For the most part tho I would take great care not to change too much with the existing program as you wouldn't want to alienate the existing user base.
I belong to an Eudora 4 Windows email list & I hope that continues as I much prefer that to online forums altho those aren't as bad as they use to be since more & more people are acquiring hispeed access but email lists cater better to those who as stuck with dialup.
Thank You for listening to my requests.
WaViJo
I would like a non-blocking-gui find. But don't touch anything else in the find window!!
Flagos.
I agree with WaViJo, a good calendar would be very useful -especially something with a office calendar share that would easily trump Microsoft Outlook. In regards to eudora 6, 7 more work needs to be done regarding opening mail over the network from different clients accessing the same shared email folder which is something worth considering!
George.
Unicode: sine qua non [edit]
One reason people like me stick with Eudora and don't move to Mail or Thunderbird is that we rely on Eudora's simplicity and functionality.
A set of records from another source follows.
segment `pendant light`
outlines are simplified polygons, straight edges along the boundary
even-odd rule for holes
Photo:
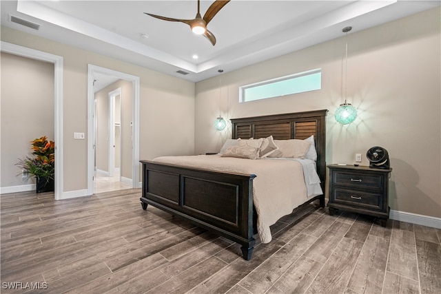
[[[336,120],[342,125],[348,125],[353,122],[357,118],[357,109],[352,106],[351,103],[346,102],[346,92],[347,87],[347,33],[352,27],[346,27],[342,30],[343,32],[346,33],[346,57],[345,57],[345,103],[340,104],[340,107],[337,108],[334,117]]]
[[[222,98],[222,95],[220,95],[220,89],[222,88],[222,73],[223,72],[223,70],[218,70],[218,72],[220,74],[219,78],[219,117],[214,120],[214,128],[218,131],[223,131],[227,126],[227,122],[225,122],[225,120],[220,116],[220,98]]]

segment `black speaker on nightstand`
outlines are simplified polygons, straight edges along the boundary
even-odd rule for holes
[[[378,146],[373,147],[367,150],[366,157],[369,160],[369,167],[378,169],[389,169],[391,164],[389,160],[387,150]]]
A lot of that has to do with keyboard navigation through messages and mailboxes. I see that "remapping of accelerator keys" is one of the things scheduled for Release 0.1. I hope that this does not change navigation behaviour too much, but I am not sure what "accelerator" means here.
Another reason is that Eudora is simple but powerful enough to manage our e-mail. I have 21,000 items in my In box, 69MB, some going back as far as 1995. I do use other mailboxes, and am not a mindless packrat -- but my In box is large, and serves as my file-cabinet. My Out box too is large, 26,000 items, only 34MB. I don't know about Thunderbird, but Apple's Mail can't handle this at all as far as I can see.
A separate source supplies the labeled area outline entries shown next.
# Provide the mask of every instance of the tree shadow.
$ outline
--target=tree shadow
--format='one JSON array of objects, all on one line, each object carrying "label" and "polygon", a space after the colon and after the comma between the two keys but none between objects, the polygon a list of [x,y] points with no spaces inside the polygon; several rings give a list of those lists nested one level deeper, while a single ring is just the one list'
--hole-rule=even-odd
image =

There is only one area in which Eudora is actually broken, and I would like to beg the team to make fixing this their priority. The essence of e-mail is plain-text communication. Not spam protection, or fancy filtering, or scripting, or HTML. But plain old text in languages that people want to use. And that's were Eudora fails us: The text engine has not been updated to enable processing of UTF-8 text both in and out. Evertype 03:09, 12 October 2006 (PDT)
More on Unicode support as priority.
Demographic reasons (priority as importance): Without unicode support, Penelope would be just as useless for the majority of potential users as Eudora is useless now. I use Eudora at work (though it sometimes has problems even with the diacritics of the "Western" charset), but have to use Thunderbird at home for my private mails in Russian. And yes, people wanting to communicate (also) in other languages than English constitute the majority of the Internet users, though for obvious reasons they may be under-represented in this forum.
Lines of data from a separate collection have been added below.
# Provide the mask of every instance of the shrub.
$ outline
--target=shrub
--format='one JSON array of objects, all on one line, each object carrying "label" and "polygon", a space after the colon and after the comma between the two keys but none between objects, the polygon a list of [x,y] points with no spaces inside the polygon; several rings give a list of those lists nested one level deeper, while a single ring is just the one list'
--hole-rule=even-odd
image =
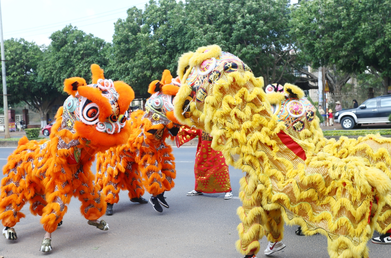
[{"label": "shrub", "polygon": [[26,132],[26,136],[29,140],[35,140],[38,139],[39,136],[40,128],[29,128],[25,129]]}]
Technical reasons (priority meaning doing it first): It should be much easier to have the software treating every text as a unicode text than to decide every time which encoding is it now. Convert e-mails to unicode on arrival, then forget about the encodings. --Funfilder 11:41, 11 November 2006 (PST)
'Not only Unicode'
If there is one thing painfully missing from Eudora for all its life so far, that is support for Right-To-Left writing languages, including Hebrew. Eudora is barely able to read Hebrew coded messages, and totally unable to write. I know there are some work-arounds on the Mac (for reading, as the Mac itself is as bad with writing from the other side of the page). There are many users who simply cannot work with this wonderful program because of this 'small' limitation. Furthermore, as opposed to Outlook, and in addition to what has already been written above, I think that the ability to choose encoding should be very easy to find (and not deeply hidden) as well as the ability to set default encodings, just as in any web browser, but no current email program. Finally, the message should be able to be saved with that encoding for any future viewing. Adrian 11-11-2006
Comment by Wataru: The ability to set default encodings is in "no current email program"? If I understand correctly, this ability is already in Thunderbird, which even lets you set it on a per-folder basis and per-account basis; and it is implemented in many other email programs I use as well. I agree entirely that Penelope needs to have full international language support to be meaningful.
Tenga Wataru
Mailbox structure [edit]
I agree with everyone else about leaving the mail boxes as text files, but I can see lots of room for improvement there also.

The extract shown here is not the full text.